On-Line Glossary
Definitions derived from Stutz and de Souzsa are indicated by
(S&dS). Definitions paraphrased from the Dictionary of Human Geography
are indicated by (JGS)
Agglomeration: The association of productive activities in close proximity to one another, as in a major specialized industrial region or in a large town or city (JGS). Clustering of activities in space.
Agglomeration Economies: Savings or benefits firms realize by clustering together (S&dS). Frequently associated with the collective use of the infrastructure of transportation, communications facilities and other services (JGS).
Bid Rent: The amount of money offered to purchase a piece of land (S&dS).
Bid Rent Function : A plot (graph) of the rent which people are prepared to pay with respect to distance from some point, usually the city center (JGS).
Highest and Best Use: The notion that land is allocated the use that earns the highest location rent (S&dS).

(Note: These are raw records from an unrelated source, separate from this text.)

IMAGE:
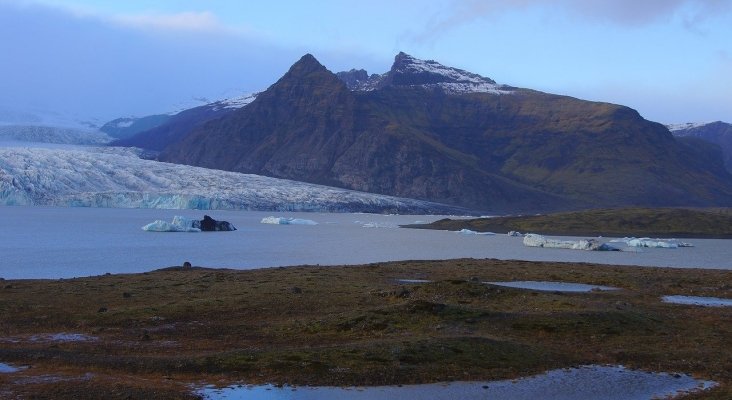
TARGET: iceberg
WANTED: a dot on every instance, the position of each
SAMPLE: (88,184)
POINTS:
(183,224)
(287,221)
(653,243)
(179,224)
(471,232)
(534,240)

Location Rent: The advantage of one parcel of land over another because of its location; the concept of declining rent with an increase in distance from the market (S&dS).
Perfect Competition: In free-market, capitalistic economies, markets characterized by (1) many buyers and sellers such that no individual affects price or quantities, (b) perfect information on the part of producers and consumers, (c) few, if any, barriers to market entry and (d) complete mobility of resources between alternative uses.
Rent: Payments made to land owners as a productive factor for their contribution to the productive process and the operation of the economy (S&dS). The payment to a factor over and above that necessary to keep it in its present occupation. Rent may vary from one place to another because for many reasons including its location, or distance from a market place, or its productivity.
Rent Gradient: A downward-sloping curve depicting the rate at which rent declines with distance from a central market place.
Succession and Invasion: A term adopted from ecology to describe a process of neighborhood change whereby one social group succeeds another in a residential area. Associated with the Concentric Zone Model by Burgess, the process suggests that neighborhood change is initiated by pressure on the inner city housing, usually by migrants of low socio-economic status. They move to adjacent residential areas, forcing the current residents to move out to the next zone, thus stimulating a rippling process of change outward from the city which ended with the highest status groups moving to newly built suburban homes further out (JGS).
Spatial Equilibrium: A state in which the forces making for change are in balance (JGS).
Urbanization: The process of a society changing from rural to urban and economic activities concentrating in cities (S&dS).